The effect of BAY u 3405, a thromboxane receptor antagonist, on prostaglandin D2-induced nasal blockage.

BACKGROUND

Nasal lavage and challenge studies in allergic rhinitis implicate prostaglandin (PG) D2 in the genesis of nasal blockage. PG D2 is known to act via at least two receptors, the thromboxane prostanoid receptor and the PG D2 prostanoid (DP) receptor; the lower airway effects are mediated chiefly by the TP receptor. The receptor involved in the genesis of PG D2-induced nasal blockage is unknown.
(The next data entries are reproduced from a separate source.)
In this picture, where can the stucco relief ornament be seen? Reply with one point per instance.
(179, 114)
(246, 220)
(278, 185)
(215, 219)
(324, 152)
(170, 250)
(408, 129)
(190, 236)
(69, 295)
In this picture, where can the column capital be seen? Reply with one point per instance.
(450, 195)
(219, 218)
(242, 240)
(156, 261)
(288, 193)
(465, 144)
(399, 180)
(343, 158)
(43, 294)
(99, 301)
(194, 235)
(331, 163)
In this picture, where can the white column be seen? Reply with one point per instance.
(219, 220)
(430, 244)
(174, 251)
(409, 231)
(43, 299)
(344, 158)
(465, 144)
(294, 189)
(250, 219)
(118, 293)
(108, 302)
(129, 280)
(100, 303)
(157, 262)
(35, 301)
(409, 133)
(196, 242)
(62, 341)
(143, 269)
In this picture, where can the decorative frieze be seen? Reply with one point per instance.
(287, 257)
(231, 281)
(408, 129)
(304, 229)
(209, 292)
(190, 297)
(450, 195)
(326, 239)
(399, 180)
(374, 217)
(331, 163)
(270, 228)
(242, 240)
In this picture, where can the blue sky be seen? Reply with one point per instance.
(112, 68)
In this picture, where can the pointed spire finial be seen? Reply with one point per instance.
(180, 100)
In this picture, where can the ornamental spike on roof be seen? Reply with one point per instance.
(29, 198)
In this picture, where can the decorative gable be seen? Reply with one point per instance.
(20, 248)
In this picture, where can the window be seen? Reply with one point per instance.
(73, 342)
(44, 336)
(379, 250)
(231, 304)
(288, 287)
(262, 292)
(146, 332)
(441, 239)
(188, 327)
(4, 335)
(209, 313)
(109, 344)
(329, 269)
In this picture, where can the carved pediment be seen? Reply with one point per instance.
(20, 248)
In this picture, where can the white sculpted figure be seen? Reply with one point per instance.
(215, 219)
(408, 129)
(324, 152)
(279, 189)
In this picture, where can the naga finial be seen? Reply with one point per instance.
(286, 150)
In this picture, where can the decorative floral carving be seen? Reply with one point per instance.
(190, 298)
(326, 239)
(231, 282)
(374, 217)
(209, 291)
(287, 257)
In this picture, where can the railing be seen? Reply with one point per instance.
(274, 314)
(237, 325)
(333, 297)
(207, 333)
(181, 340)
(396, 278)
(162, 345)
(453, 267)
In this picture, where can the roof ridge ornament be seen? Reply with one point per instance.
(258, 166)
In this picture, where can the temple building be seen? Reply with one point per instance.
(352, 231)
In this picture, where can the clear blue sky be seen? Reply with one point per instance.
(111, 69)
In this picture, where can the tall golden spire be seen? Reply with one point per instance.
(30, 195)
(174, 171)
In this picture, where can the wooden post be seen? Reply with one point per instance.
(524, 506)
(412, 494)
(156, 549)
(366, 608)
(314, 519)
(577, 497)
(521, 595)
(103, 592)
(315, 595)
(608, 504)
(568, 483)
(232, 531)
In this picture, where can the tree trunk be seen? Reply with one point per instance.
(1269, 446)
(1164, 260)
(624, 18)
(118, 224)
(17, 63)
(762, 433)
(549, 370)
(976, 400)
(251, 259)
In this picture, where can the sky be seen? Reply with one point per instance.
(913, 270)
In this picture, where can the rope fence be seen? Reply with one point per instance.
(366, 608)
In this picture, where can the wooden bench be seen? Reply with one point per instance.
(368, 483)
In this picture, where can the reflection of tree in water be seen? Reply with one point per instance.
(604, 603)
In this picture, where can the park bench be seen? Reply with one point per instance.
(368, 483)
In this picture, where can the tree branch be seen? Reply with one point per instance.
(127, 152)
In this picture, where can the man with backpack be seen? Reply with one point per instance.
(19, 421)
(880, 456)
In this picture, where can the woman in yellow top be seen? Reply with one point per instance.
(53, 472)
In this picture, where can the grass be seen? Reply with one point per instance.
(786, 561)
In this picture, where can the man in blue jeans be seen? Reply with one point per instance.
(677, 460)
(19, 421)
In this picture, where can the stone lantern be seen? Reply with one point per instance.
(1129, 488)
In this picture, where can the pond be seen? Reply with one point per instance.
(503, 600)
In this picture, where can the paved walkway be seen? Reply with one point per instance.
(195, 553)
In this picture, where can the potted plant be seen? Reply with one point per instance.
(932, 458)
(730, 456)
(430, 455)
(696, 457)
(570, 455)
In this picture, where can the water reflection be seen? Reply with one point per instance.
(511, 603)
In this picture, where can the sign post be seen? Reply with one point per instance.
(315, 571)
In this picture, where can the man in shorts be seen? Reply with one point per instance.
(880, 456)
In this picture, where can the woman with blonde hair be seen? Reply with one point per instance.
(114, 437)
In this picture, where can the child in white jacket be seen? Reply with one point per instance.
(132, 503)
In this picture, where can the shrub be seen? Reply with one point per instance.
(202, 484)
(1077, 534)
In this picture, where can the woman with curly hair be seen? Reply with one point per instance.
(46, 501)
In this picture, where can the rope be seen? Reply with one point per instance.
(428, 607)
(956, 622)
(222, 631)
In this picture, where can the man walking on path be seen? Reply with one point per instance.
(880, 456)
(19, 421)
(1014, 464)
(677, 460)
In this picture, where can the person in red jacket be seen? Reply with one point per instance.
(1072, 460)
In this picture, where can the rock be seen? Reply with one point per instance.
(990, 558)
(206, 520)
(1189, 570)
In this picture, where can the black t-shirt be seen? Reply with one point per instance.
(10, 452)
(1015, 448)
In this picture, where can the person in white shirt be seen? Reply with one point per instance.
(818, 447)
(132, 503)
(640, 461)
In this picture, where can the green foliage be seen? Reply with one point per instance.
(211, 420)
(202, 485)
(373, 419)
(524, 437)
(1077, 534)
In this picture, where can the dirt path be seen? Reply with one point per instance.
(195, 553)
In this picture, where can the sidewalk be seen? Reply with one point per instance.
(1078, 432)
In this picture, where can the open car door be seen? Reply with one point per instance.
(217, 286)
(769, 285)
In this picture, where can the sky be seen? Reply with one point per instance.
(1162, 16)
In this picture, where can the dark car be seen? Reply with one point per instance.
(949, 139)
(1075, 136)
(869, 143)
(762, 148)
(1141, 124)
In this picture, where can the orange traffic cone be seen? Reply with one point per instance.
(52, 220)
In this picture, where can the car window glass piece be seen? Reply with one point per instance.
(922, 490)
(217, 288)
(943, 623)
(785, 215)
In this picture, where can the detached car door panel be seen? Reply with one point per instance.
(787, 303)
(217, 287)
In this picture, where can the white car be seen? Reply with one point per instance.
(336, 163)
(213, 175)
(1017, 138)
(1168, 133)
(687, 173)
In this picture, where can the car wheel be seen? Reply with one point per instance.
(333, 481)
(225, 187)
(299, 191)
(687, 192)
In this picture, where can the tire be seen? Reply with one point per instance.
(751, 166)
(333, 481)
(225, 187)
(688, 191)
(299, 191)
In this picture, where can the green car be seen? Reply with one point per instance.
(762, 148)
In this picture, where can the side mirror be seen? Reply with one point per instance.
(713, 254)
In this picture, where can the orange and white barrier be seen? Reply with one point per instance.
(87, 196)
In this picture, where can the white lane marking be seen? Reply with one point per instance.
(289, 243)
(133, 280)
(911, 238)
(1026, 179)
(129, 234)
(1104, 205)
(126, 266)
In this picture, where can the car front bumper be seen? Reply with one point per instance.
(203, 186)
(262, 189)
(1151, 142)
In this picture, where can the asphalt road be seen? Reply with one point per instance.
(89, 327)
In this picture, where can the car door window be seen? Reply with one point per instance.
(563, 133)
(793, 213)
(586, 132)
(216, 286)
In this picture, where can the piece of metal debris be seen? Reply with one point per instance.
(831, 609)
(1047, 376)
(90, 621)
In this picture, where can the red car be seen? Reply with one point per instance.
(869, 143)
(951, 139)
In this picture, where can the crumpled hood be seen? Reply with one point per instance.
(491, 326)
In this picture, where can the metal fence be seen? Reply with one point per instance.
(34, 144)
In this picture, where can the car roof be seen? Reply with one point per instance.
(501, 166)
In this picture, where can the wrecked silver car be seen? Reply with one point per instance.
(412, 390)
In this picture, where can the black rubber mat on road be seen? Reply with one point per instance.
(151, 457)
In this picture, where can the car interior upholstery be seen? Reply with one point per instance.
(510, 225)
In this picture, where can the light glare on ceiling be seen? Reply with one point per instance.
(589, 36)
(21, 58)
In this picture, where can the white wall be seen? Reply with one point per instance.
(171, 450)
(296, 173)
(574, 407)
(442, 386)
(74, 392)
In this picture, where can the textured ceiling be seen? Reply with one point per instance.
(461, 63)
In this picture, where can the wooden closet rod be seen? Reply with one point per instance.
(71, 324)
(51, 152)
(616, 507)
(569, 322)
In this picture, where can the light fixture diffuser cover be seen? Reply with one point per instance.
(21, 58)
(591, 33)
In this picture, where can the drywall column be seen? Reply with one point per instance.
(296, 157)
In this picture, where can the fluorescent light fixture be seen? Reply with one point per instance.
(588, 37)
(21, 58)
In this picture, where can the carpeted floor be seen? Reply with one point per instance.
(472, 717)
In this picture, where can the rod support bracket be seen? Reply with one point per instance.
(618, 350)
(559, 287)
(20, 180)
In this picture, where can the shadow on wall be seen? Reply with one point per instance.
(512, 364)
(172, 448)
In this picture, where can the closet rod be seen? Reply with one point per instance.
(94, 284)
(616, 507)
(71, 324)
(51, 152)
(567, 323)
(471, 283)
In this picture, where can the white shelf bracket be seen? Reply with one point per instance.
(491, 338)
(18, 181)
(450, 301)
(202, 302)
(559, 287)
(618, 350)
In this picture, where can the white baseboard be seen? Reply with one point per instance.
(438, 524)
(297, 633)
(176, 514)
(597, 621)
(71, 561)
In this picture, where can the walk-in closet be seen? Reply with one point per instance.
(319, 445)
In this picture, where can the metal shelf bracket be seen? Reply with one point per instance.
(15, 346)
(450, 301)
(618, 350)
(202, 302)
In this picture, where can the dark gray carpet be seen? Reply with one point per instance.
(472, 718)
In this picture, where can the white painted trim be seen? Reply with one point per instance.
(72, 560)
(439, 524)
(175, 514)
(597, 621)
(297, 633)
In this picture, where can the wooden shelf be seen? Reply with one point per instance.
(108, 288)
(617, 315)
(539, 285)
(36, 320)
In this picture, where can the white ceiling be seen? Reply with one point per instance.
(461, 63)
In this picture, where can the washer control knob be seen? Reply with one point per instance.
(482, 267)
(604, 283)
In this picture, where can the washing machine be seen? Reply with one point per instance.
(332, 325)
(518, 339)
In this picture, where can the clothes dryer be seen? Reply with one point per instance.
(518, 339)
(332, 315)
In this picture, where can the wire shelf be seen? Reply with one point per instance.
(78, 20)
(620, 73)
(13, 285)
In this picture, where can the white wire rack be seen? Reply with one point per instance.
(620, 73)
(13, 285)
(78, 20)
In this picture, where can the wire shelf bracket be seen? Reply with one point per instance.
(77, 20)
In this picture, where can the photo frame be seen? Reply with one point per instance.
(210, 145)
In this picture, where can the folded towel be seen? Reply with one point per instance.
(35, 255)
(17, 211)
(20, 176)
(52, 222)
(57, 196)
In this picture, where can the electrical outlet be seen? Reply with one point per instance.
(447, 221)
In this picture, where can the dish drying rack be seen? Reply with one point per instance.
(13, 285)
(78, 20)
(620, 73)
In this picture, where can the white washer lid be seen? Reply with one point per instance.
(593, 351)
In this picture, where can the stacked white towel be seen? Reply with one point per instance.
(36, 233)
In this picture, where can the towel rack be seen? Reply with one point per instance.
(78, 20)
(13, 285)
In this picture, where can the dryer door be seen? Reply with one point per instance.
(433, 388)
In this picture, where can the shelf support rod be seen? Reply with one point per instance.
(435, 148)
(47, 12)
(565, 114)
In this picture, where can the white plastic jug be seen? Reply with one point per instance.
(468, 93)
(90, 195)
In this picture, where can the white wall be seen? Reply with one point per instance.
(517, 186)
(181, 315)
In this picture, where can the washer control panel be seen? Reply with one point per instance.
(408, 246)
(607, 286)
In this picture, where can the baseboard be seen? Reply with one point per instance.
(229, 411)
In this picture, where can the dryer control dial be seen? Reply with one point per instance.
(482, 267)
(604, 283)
BAY u 3405 is a potent selective competitive TP receptor antagonist, which inhibits the lower airway response to PG D2, and shifts the dose-response curve to the right by up to 16-fold.

METHODS

The efficacy of a single oral dose of 20 mg of BAY u 3405 was examined in comparison with PG D2 nasal insufflation in a randomized, double-blind, placebo-controlled crossover study, with objective measurement of nasal resistance by active posterior rhinomanometry.

RESULTS

BAY u 3405 afforded no protection against PG D2-induced nasal blockage.

CONCLUSIONS

This suggests that PG D2-induced nasal blockage may be mediated by the DP receptor rather than the TP receptor and that TP receptor antagonists are unlikely to be of benefit in the treatment of allergic rhinitis. In vivo investigation with specific potent DP receptor antagonists is awaited.